Encuentro con la esperanza innabastable

La cordura y el buen juicio de mi amigo accidental hicieron, efectivamente, profunda mella en mí. Le había conocido donde normalmente la gente es áspera, grosera y arisca; sin embargo él, desde el primer momento, tuvo detalles muy significativos hacia mí. Yo, al menos por anteriores experiencias, no lo tomé en serio, pero a medida que el tiempo transcurría y la sinceridad iba en aumento, me di cuenta que frente a mí aparecía, repentinamente, una trayectoria digna de la mejor suerte. No podía dejar que se escapara, bajo ningún concepto, un compañero tan apreciado.
En nuestro país había muy poca costumbre de comunicarse, hasta el punto que prácticamente habíamos perdido el don la palabra. Simples gruñidos, parecidos, desgraciadamente, a los que emiten los animales más rudimentarios y salvajes, nos bastaban para nuestra comunicación diaria; incluso, estos sonidos, inteligibles para seres de otras tierras, nos eran cada vez más insoportables. Por todo ello, tratábamos por todos los medios de establecer un código que recogiera aquellas acciones que nuestro pueblo había ido inventando, a través de su historia, para comunicarse mediante gestos, muecas, ademanes, señas y otros mil hechos gestuales recopilados como reglamento de comunicación.

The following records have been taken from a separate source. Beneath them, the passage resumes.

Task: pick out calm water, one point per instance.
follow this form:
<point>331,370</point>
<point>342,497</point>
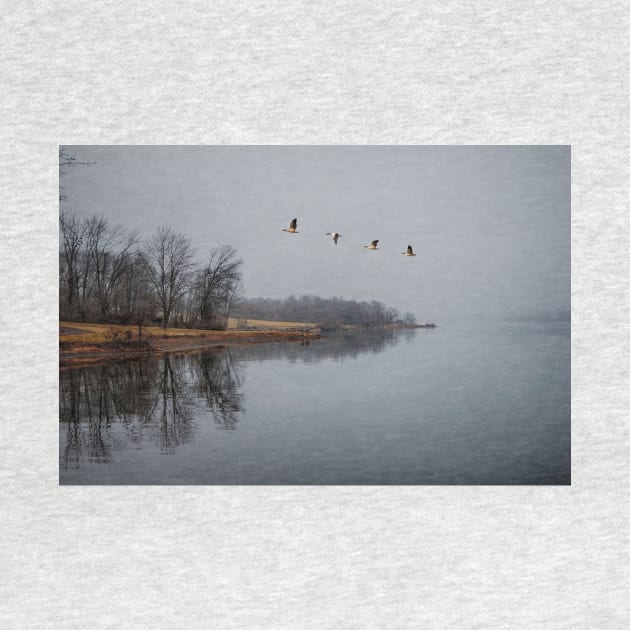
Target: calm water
<point>461,404</point>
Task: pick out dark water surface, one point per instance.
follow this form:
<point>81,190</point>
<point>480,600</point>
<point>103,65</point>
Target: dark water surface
<point>461,404</point>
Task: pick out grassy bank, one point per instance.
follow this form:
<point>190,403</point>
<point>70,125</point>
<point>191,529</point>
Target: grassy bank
<point>84,343</point>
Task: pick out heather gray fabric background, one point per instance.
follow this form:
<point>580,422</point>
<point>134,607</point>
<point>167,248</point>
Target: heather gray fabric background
<point>328,72</point>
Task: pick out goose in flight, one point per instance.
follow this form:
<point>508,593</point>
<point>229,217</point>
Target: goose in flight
<point>292,227</point>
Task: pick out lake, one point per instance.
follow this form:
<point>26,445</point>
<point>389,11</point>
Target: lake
<point>464,403</point>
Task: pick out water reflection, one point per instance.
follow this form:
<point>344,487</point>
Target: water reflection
<point>340,346</point>
<point>161,401</point>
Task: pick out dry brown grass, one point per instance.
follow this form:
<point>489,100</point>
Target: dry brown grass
<point>270,324</point>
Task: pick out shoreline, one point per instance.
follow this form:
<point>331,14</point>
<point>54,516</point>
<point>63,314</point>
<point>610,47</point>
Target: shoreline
<point>84,344</point>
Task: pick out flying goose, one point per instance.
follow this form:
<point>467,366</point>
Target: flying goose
<point>292,227</point>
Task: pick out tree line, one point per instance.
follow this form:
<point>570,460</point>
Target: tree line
<point>107,274</point>
<point>327,312</point>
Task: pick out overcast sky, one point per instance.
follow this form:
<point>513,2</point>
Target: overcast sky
<point>490,225</point>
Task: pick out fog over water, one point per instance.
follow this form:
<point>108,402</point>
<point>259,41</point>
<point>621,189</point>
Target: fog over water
<point>490,225</point>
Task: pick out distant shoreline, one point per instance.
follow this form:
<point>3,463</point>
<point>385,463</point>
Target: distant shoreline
<point>82,344</point>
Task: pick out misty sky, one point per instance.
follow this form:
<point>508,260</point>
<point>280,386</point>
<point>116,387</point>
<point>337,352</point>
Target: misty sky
<point>490,225</point>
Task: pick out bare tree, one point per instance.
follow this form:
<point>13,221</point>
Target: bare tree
<point>72,236</point>
<point>168,257</point>
<point>111,252</point>
<point>217,285</point>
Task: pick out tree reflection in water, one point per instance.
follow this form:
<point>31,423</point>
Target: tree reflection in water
<point>217,380</point>
<point>115,406</point>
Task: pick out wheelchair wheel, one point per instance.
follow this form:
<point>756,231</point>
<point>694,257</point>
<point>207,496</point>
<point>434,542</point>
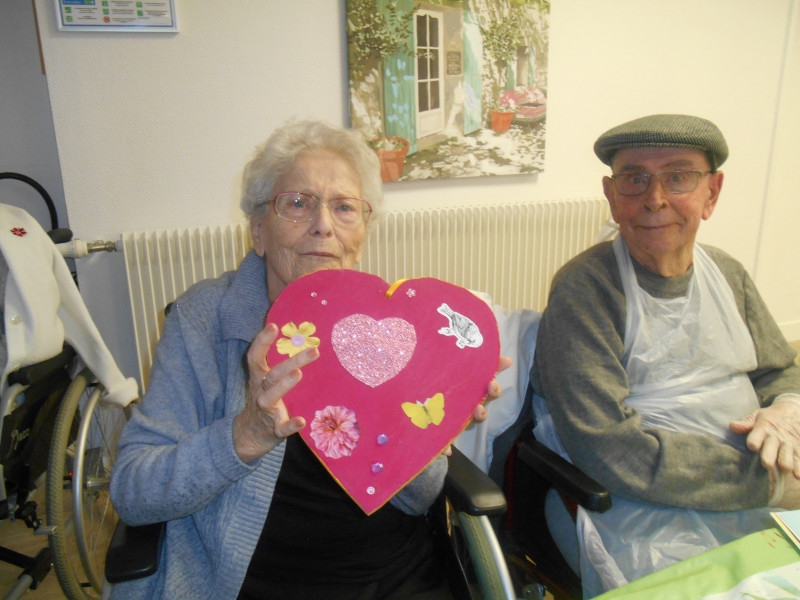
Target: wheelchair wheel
<point>79,509</point>
<point>475,542</point>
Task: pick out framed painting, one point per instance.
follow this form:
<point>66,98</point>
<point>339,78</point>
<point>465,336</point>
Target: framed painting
<point>450,88</point>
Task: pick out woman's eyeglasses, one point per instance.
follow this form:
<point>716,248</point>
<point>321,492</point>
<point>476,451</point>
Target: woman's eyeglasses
<point>300,207</point>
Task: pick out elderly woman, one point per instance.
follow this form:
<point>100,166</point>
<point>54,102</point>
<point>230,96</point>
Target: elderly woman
<point>251,512</point>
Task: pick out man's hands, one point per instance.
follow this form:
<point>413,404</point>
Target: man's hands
<point>774,431</point>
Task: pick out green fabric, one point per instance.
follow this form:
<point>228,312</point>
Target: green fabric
<point>712,572</point>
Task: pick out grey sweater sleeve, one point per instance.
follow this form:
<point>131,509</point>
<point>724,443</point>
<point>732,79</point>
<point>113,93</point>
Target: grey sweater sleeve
<point>578,370</point>
<point>176,453</point>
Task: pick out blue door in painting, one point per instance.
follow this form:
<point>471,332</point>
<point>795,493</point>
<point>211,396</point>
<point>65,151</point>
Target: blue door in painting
<point>399,86</point>
<point>473,50</point>
<point>428,33</point>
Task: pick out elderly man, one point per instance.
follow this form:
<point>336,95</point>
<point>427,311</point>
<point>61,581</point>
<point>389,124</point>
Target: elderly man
<point>660,370</point>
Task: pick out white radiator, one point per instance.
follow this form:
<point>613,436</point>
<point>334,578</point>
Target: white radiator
<point>509,251</point>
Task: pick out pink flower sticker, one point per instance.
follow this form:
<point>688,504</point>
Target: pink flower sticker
<point>335,431</point>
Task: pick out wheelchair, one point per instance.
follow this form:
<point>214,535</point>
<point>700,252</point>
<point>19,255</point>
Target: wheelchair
<point>531,470</point>
<point>55,429</point>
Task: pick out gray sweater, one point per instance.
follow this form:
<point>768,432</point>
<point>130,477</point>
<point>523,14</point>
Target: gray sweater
<point>578,370</point>
<point>177,462</point>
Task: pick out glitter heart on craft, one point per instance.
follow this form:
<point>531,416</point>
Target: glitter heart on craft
<point>373,351</point>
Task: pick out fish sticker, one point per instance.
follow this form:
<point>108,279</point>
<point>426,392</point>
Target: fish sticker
<point>466,332</point>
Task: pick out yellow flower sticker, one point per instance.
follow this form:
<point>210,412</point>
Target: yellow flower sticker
<point>297,338</point>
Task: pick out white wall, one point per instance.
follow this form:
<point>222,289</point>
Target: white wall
<point>153,129</point>
<point>27,139</point>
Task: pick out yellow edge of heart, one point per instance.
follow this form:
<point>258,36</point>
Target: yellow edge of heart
<point>394,286</point>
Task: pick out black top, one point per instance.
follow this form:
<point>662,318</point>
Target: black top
<point>316,535</point>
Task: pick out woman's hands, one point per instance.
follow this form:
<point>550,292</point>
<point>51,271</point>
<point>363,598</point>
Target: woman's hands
<point>264,422</point>
<point>480,414</point>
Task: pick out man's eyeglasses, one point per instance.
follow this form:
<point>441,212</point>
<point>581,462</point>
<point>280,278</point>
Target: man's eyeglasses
<point>299,207</point>
<point>673,182</point>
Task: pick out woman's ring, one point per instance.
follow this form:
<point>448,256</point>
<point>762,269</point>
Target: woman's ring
<point>266,383</point>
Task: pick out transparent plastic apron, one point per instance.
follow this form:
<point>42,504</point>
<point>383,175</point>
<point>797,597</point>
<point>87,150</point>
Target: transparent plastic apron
<point>687,360</point>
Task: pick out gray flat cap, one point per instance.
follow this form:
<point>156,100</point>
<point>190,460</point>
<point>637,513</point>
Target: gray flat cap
<point>679,131</point>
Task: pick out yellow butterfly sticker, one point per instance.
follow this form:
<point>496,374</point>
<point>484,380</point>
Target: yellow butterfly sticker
<point>423,414</point>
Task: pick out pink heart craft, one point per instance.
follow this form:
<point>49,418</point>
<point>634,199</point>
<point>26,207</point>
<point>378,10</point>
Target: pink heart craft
<point>400,372</point>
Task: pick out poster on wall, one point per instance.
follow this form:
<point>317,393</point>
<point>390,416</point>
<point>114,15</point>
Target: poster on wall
<point>147,16</point>
<point>450,88</point>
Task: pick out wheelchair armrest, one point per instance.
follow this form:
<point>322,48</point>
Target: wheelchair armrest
<point>36,372</point>
<point>134,552</point>
<point>470,490</point>
<point>564,476</point>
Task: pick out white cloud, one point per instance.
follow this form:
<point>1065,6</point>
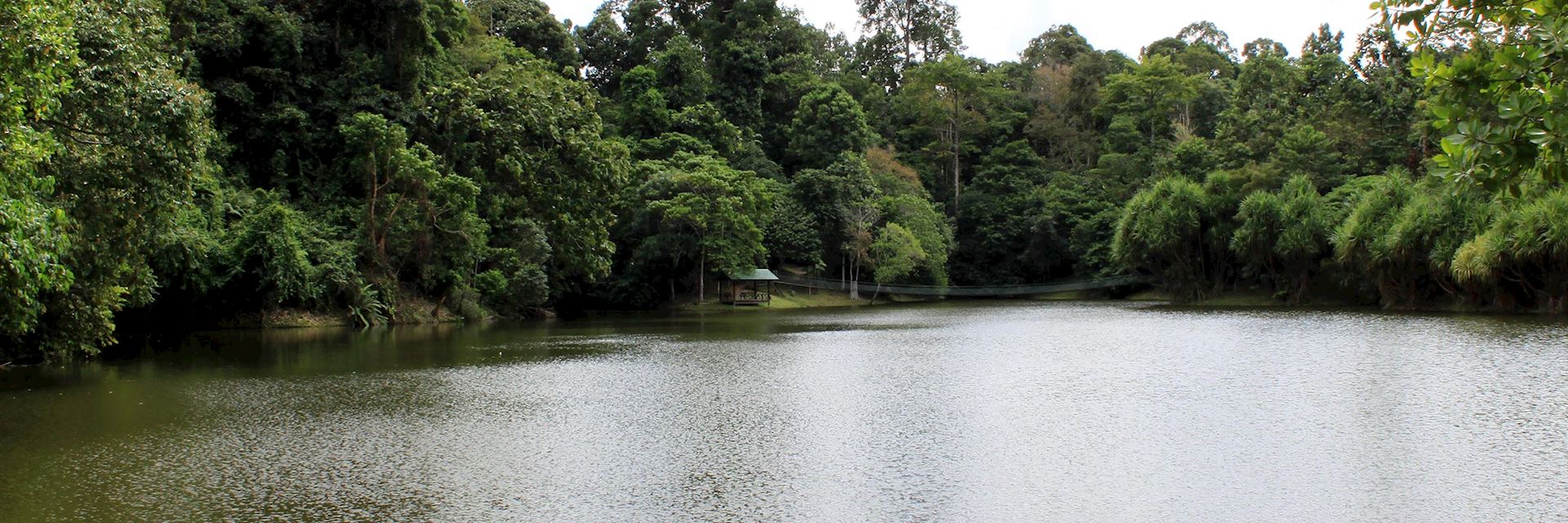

En nuestra estirpe también estaba de más la amistad. Creíamos que la estima, el cariño, no aportaban nada bueno a la sociedad, ya que la amistad comportaba, naturalmente, la existencia de la enemistad (una no puede existir sin la otra), o, cuando menos, una indiferencia insana con el resto de los individuos; por todo ello, nuestras autoridades, sabiamente, la prohibieron terminantemente. Esto, tal vez, nos hizo un poco más inhumanos, pero a la vez evitábamos muchas complicaciones inherentes a este sentimiento. La indiferencia (correcta y respetuosa) hacia los demás (no el desprecio, que es algo muy distinto), nos ayudaba en nuestra convivencia, dado que todos nuestros actos resultaban altamente desinteresados (pero no por indiferencia, sino porque carecían de cualquier interés positivo o negativo). Del mismo modo, y con el mismo criterio, la familia había sido rechazada, anulada en tiempos pasados y ya olvidados, lo que, eficazmente, coadyuvaba a mantener una sociedad libre de defectos consustanciales a tal núcleo, ya para nosotros prehistórico y sólo vivo en los cuentos de viejos.
De cualquier manera —y lo deduzco por mi comportamiento anterior— no estaba totalmente desarraigada de nuestra sociedad, la imagen humana de nuestros antepasados.
Quizás la actitud de mi reciente amigo y la mía propia es la premisa donde se esté reconstruyendo una nueva (a la vez que vieja) sociedad. Por otra parte, también es posible que no cunda el ejemplo y sea un caso meramente anecdótico. Sí, tal vez sólo llegamos a eso, a ser la nota simpática que alegra la página de la historia escondida en un rincón e ignorada por todos.